Now in the normal course of events the only one of these data points normally reported is combined OASDI over 75 years under Intermediate Cost assumptions. And under both the Ryan Roadmap and the new Durbin Commission we would be locked into that particular data point, at best being able to readjust policy every ten years or so. That is we are essentially told that Social Security HAS a 2.67% 75 year negative Actuarial Balance and that we will be REQUIRED to propose policy to address every bit of that RIGHT NOW.
Well not so quick Mon Frere Durbin, why not target the 25 year number? Not least because the probability range from Low Cost to High Cost is a positive 0.38% to a negative -2.25% with Intermediate Cost at -0.92. Why not propose a 1.00% of payroll fix and then see how we are faring in five or ten years? Maybe while targeting economic numbers that would actually get us closer to that fully funded Low Cost result? Why on Earth would Democrats NOT want to target 4.5% unemployment and 1.75% real wage? And 2.0% productivity? That would get us a long way towards 75 year solvency even as an immediate 1.00% of payroll fix (say by modifying the cap formula) acts as an insurance policy.
Or we could drill down. The Disability Insurance program has been in the news a lot this weeks and an examination of Table IV.B4 shows us why: fully a third of the OASDI 25 year actuarial gap is due to the 0.39% deficit in DI. On the other hand the gap never projects to get worse under Intermediate Cost assumptions and there is even a chance that DI in fact self repairs by 2036 to a positive 0.03% under Low Cost. Since if we really drilled down we would see that DI is underfunded today while OAS is still in 10 year balance by quite a margin, a reasonable policy proposal would be to implement a FICA based fix (across the board increase or cap modification) equivalent to 0.4% of payroll and devote that entirely to DI. BOOM, DI immediately achieves 75 year solvency. Meanwhile we could take a closer look at the variables that differentiate that 0.39% 25 year gap under IC and the 0.03% surplus under LC and target policy accordingly.
That is there are many, many more policy options available to us beyond locking into 75 year OASDI Intermediate Cost modeling. But unless someone exposed you to the actual numbers and variations as revealed in the detailed Tables you wouldn't have a clue.
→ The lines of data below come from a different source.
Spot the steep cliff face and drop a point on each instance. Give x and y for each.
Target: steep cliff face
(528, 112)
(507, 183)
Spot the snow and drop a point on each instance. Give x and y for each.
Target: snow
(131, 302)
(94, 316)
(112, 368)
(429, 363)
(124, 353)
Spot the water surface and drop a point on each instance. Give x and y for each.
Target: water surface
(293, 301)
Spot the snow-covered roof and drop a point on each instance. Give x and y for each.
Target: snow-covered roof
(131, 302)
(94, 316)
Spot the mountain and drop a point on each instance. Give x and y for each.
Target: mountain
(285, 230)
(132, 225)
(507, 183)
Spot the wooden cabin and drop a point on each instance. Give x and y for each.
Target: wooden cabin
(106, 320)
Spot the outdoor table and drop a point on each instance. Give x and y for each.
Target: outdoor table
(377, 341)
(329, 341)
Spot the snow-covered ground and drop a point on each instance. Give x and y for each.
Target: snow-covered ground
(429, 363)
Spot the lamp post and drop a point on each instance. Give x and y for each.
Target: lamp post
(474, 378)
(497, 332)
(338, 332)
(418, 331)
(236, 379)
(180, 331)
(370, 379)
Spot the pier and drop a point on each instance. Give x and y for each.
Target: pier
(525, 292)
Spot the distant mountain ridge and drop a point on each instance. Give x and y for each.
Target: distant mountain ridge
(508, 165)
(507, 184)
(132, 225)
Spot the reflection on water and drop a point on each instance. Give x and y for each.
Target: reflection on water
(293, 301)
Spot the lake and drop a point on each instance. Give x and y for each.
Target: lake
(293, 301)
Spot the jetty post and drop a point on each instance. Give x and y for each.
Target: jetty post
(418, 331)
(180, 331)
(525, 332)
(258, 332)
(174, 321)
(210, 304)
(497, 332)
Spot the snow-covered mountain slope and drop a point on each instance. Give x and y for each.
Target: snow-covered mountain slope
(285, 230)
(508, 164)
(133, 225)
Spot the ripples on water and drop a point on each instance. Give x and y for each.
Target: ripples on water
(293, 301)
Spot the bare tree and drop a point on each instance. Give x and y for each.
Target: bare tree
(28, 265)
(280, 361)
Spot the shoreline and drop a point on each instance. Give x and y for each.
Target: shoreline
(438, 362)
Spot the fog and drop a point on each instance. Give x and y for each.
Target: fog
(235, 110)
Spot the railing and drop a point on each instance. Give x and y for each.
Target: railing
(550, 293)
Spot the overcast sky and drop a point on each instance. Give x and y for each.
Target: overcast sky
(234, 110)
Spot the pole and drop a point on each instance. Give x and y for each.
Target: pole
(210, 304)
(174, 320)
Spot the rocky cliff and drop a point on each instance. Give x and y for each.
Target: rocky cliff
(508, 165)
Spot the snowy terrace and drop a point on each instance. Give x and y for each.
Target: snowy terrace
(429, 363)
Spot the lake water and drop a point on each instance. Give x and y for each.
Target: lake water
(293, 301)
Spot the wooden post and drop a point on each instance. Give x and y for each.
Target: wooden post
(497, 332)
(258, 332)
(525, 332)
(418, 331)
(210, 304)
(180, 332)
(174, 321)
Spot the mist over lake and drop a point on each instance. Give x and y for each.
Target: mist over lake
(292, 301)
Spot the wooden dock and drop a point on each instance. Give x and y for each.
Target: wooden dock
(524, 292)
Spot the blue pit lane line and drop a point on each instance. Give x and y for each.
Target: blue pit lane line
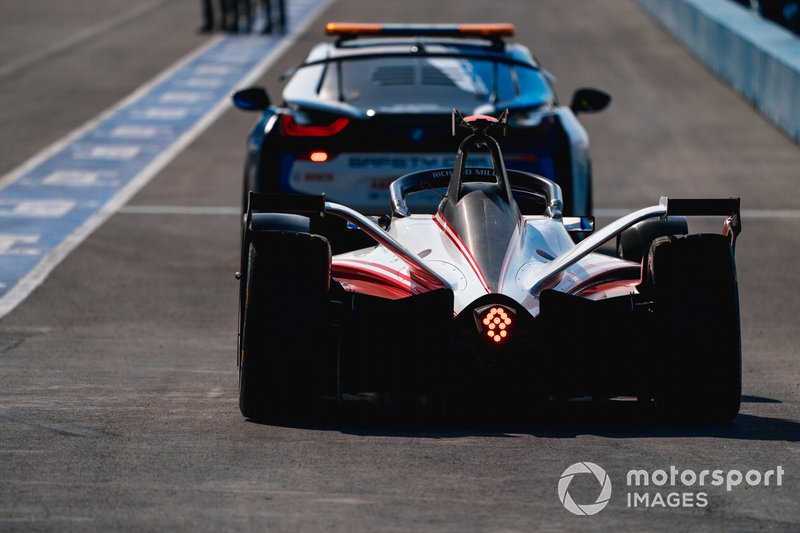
(51, 203)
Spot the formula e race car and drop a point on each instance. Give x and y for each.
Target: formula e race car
(486, 300)
(368, 108)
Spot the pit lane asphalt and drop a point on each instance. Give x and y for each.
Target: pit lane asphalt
(117, 376)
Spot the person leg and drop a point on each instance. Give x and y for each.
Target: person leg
(208, 16)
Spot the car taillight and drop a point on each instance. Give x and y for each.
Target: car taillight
(496, 322)
(318, 156)
(293, 129)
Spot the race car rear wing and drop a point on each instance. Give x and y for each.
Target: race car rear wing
(727, 207)
(315, 207)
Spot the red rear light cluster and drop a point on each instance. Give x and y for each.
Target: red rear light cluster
(293, 129)
(496, 322)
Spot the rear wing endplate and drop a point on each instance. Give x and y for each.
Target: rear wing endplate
(725, 207)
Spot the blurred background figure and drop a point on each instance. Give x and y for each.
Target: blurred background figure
(208, 17)
(272, 23)
(234, 9)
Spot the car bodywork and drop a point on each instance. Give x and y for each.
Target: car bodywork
(362, 111)
(479, 296)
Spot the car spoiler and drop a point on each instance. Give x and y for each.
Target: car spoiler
(727, 207)
(493, 32)
(317, 206)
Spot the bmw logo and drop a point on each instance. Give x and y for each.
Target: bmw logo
(416, 134)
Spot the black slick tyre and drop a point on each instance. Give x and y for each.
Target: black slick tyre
(698, 371)
(284, 311)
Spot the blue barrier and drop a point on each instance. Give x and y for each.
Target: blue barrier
(756, 57)
(52, 202)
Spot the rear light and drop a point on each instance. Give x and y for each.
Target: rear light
(293, 129)
(496, 323)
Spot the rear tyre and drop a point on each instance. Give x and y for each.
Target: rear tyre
(699, 365)
(283, 309)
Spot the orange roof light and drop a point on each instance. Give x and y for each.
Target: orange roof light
(354, 29)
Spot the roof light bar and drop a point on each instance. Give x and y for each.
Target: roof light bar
(355, 29)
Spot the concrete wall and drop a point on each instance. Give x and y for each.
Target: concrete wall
(760, 59)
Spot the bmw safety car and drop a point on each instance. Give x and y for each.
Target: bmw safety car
(479, 300)
(373, 105)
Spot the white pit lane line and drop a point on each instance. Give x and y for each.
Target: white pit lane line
(770, 214)
(101, 165)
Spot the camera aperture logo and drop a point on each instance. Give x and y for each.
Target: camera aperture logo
(645, 488)
(590, 508)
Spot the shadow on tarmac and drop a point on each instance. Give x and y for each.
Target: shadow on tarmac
(565, 420)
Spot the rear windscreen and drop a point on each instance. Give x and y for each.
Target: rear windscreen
(431, 82)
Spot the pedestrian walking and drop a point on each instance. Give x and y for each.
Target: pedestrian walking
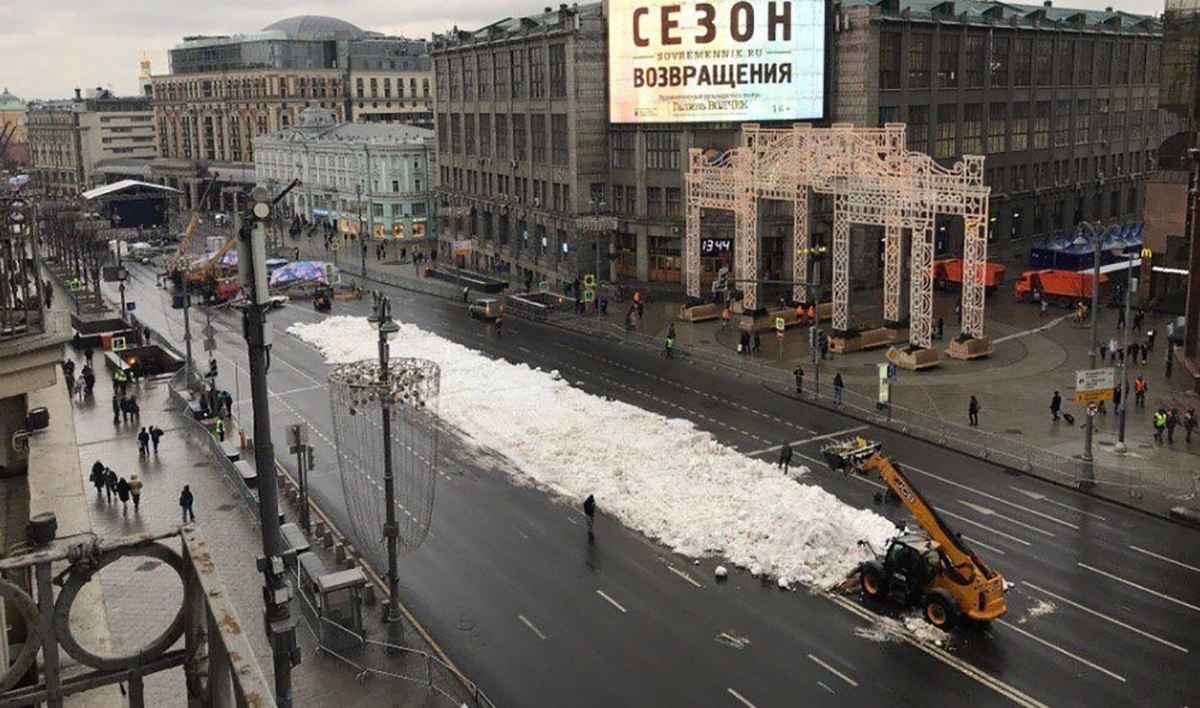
(589, 510)
(136, 492)
(97, 478)
(123, 493)
(185, 503)
(785, 459)
(109, 483)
Consider yourself exposed. And for those who dare more contagion below the photo (for extra credit ID the onlookers. Cheaters can consult the SSA.gov/history site where I stole the picture)
Okay for a change of pace lets look at the Bad Guys favorite Table:
Okay that came out teenie tiny. But it shows a 'unfunded liability' for Social Security of $20.8 trillion! With a 't'! Right now! And you will see this number all the time from the Peterson folks. But with the aid of the Table we can say: "Well yeah, over the 'infinite future horizon', do we really need to use numbers projected to heat death of the Sun". Or less snarkily. "Well yes, but this number assumes Intermediate Cost assumptions and no policy action ever." Or "Well gosh that really is a big, big number but only 1.3% of projected GDP. And not in the scheme of things that much more than the 0.9% number that projects a $8.6 trillion 75 year gap. One that by the way would go to zero if we combined small FICA increases with policy targeted at full employment and better real wages".
See how much fun this can be? And people laugh at me for having pored through these data tables each year since 1997. (Well okay, it IS kind of a weird hobby).